Business Magazine

Creeping Determinism

Posted on the 30 May 2017 by Candacemoody @candacemoody

Embed from Getty Images

This is one of a series of posts based on the book Everything is Obvious, Once You Know the Answer by Duncan Watts. Watts is a sociologist who is a principal researcher at Microsoft Research and a Professor at Large at Cornell University.

When we hear a story, whether it ends well or badly, we tend to look for explanations. We feel comfortable when we think we have figured out why something happened: why a book became a best seller, why a company failed, or why the gunman made the decision to shoot. Watts writes “This tendency, which psychologists call creeping determinism, is related to the better-known phenomenon of hindsight bias, the after-the-fact tendency to think that we “knew it all along.”

Watts says that the two phenomena are related, but not exactly alike. “Hindsight bias, it turns out, can be counteracted by reminding people of what they said before they knew the answer or by forcing them to keep records of their predictions. But even when we recall perfectly accurately how uncertain we were about the way events would transpire— even when we concede to have been caught completely by surprise— we still have a tendency to treat the realized outcome as inevitable.”

We mistake coincidences as causes, and create stories around them to convince ourselves that the outcome should and could have been predicted.  The danger lies in the way we then create future models based on our flawed theories. Watts says that we can never know which, if any, of what could be thousands of factors, conditions, and actions contributed to the outcome. We focus on the ones we can see and measure, and weave a post-event narrative together that makes sense to us. In this way, he says, we’re not much removed from our ancestors who looked up at a stormy sky and theorized about a God of Thunder.
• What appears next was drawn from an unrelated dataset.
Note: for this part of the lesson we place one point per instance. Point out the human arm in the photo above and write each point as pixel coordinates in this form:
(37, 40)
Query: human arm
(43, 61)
One problem we have is that we pay much more attention to outliers than we do to the many events that may have the same causes. We notice when a new product breaks through and becomes a national sensation, but not the hundreds of companies with the same business model that have failed over the past few years.

We also tend to end a story at an arbitrary point (of success or failure) when the truth is continuing to unfold. We model ourselves on someone who achieves enormous success one year, but may fade into obscurity a few years later. History is messy while it’s happening we don’t have the benefit of hindsight until many years later. By then, your chance at a decision is long past.

Even analytical decision makers and scientists make these creeping determinism errors. Watts cites the case of an airplane crash. Safety engineers identified five factors that could have contributed to the crash, including fog, missed communication and pilot fatigue. But those exact conditions had been present in dozens of flights at the same airport and did not result in a crash.

“We see the five risk factors identified by the Flight 2605 investigation and all the corresponding outcomes,” he writes. “One of those outcomes is indeed the crash, but there are many other noncrash outcomes as well. These factors, in other words, are “necessary but not sufficient” conditions: Without them, it’s extremely unlikely that we’d have a crash; but just because they’re present doesn’t mean that a crash will happen, or is even all that likely. Once we do see a crash, however, our view of the world shifts. Now all the “noncrashes” have disappeared, because we’re no longer trying to explain them— we’re only trying to account for the crash— and all the arrows from the factors to the noncrashes have disappeared as well. The result is that the very same set of factors that appeared do a poor job of predicting the crash now seems to do an excellent job.”

The world is just much more random than we realize, Watts says. When we tell ourselves that we can understand what happened, chances are, we’re fooling ourselves.

“This confusion between stories and theories gets to the heart of the problem with using common sense as a way of understanding the world. In one breath, we speak as if all we’re trying to do is to make sense of something that has already happened. But in the next breath we’re applying the “lesson” that we think we have learned to whatever plan or policy we’re intending to implement in the future. We make this switch between storytelling and theory building so easily and instinctively that most of the time we’re not even aware that we’re doing it.” And then we’re surprised when the outcome is wildly different from what we expected.

This explains why so many “experts” get it so wrong so much of the time.